Zulk een duivelsche machinatie is zonder twijfel denkbaar en doenlijk. Geen der auteurs, die ik las, weet er een middel tegen en de reglementatie welke Henri le Wita in het laatste hoofdstuk van zijn boek voorstelt om zulk een geesel te vermijden, is ridicuul van ontoereikendheid. Zij komt hierop neer, dat alle nieuwe ontdekkingen op het gebied van giftige, bacteriologische en andere wapenen binnen zes maanden gedeclareerd zullen worden bij den Volkenbond, en dat men het openbaren van fabrieksgeheimen betreffende deze wapenen niet meer beschouwen zal als hoog-verraad. Ik sta tegenover zulk een inlichtings-bureau nog sceptischer dan tegenover de welwillende verklaring van het Fransche gouvernement en vraag me af, als de zaak inderdaad ernstig is, of men er om huilen of lachen moet. Ik bespeur ten opzichte van deze infernale bedreiging, waaronder het Fransche volk schijnbaar koud blijft en ongevoelig als bewusteloozen, slechts één waarborg, één uitweg: de gedachte dat niet één mensch onmenschelijk, amoreel, hardvochtig en gewetenloos genoeg is om haar te volvoeren; en wanneer één mensch monsterachtig genoeg blijkt te zijn om als groot-beul dergelijken totalen moord te bevelen, dat er onder zijn trawanten nog menschen gevonden worden die terugdeinzen voor de weergalooze daad, en in voldoende aantal om haar te doen falen; en als de wraakgodinnen ook deze redding meenen te moeten verhinderen, dan reken ik op de gebruikelijke Duitsche stommiteit, van hetzelfde kaliber als die welke zij begingen in April 1915 tusschen Bixschoote en Langemarck: zij waren zóó verrukt over hun chloor-giffen, dat zij den tijd niet konden afwachten om het nieuwe wapen toe te passen in verhouding tot het front, d.i. niet over een ruimte van 6 kilometer, doch over een afstand van 60 of 120 kilometer. Hadden zij even nagedacht, even uitgesteld, dan hadden zij den oorlog gewonnen.
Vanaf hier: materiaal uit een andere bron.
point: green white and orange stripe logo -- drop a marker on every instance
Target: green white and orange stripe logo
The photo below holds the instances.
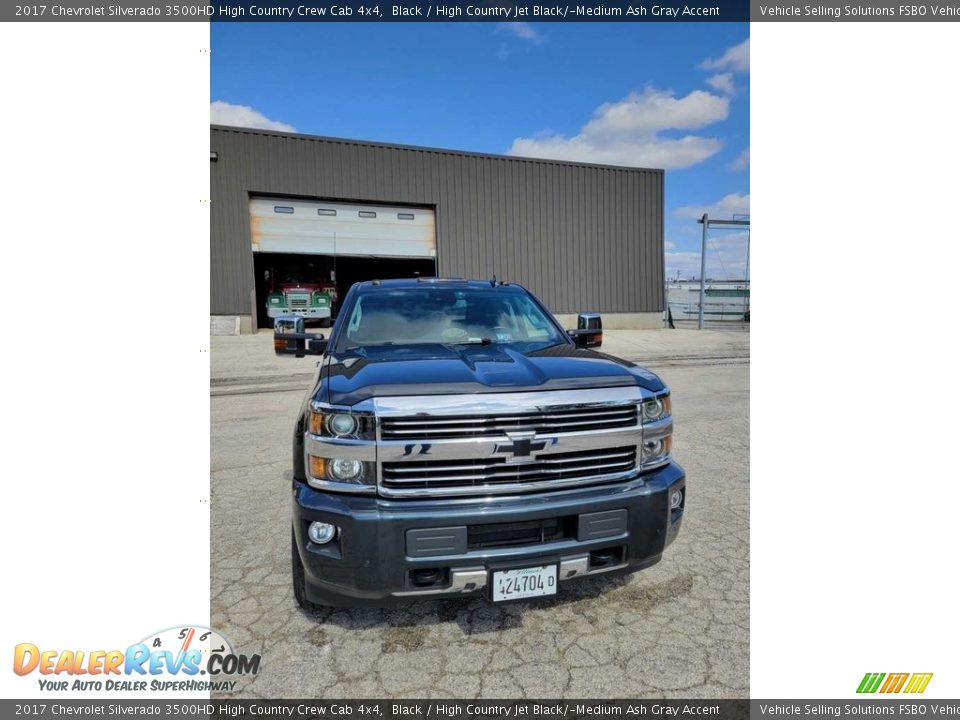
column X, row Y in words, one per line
column 894, row 682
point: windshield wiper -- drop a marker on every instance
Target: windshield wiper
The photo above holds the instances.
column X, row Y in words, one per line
column 473, row 341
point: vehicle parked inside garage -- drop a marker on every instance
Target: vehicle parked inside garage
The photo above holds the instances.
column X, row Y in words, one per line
column 457, row 441
column 301, row 292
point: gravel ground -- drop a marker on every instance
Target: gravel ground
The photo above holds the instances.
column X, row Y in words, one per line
column 679, row 629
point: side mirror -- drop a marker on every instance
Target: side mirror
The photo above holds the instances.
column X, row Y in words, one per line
column 290, row 339
column 589, row 332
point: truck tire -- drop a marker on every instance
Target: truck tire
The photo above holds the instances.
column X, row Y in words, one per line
column 299, row 582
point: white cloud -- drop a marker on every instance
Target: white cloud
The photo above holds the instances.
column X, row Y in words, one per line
column 524, row 31
column 741, row 162
column 724, row 209
column 726, row 258
column 736, row 59
column 224, row 113
column 627, row 132
column 722, row 82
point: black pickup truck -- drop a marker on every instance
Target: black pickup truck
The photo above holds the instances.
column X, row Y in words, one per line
column 457, row 441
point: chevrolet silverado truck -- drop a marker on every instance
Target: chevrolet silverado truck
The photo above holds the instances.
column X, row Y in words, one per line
column 457, row 441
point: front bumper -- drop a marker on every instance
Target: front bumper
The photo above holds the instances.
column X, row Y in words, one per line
column 308, row 313
column 373, row 558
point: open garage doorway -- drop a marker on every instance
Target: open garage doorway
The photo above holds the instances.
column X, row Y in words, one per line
column 308, row 252
column 301, row 276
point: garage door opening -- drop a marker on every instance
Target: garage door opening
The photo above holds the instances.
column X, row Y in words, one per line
column 307, row 253
column 308, row 280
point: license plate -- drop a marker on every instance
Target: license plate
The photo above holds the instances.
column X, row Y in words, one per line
column 524, row 582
Maar dit is nogmaals een serie van ‘als’ waarmee men Parijs in een flesch zet. De overrompeling van Bixschoote kostte vijf duizend dooden. Een tweede experiment, gemoderniseerd, zou er vijf millioen kosten, en méér wellicht. Geleerden, staatslieden, krijgskundigen, in alle landen, zelfs in Duitschland, beamen de mogelijkheid van zulk een vervaarlijk, afzichtelijk verraad. Geen hunner weet het verweer, geen hunner kent de bescherming. Wanneer echter de bedreiging waarlijk immens is, en waarlijk nabij, dan blijft er slechts één kans op behoud: Rijnland. Dáár ligt de helft der onheilbrengende fabrieken onder het bereik van het geschut; daar zijn de gijzelaars; daar is Frankrijk's Engeland's, Europa's redding; dáár is het eenige en laatste centrum van doeltreffende, snelle représailles. En wie vindt dat alles niet gaat zooals het gaan moest, bedenke dit op een helschen achtergrond van gif-, bacillen- en brandbommen, nu de kruiser den toestand nog wat scheever maakte dan hij reeds was.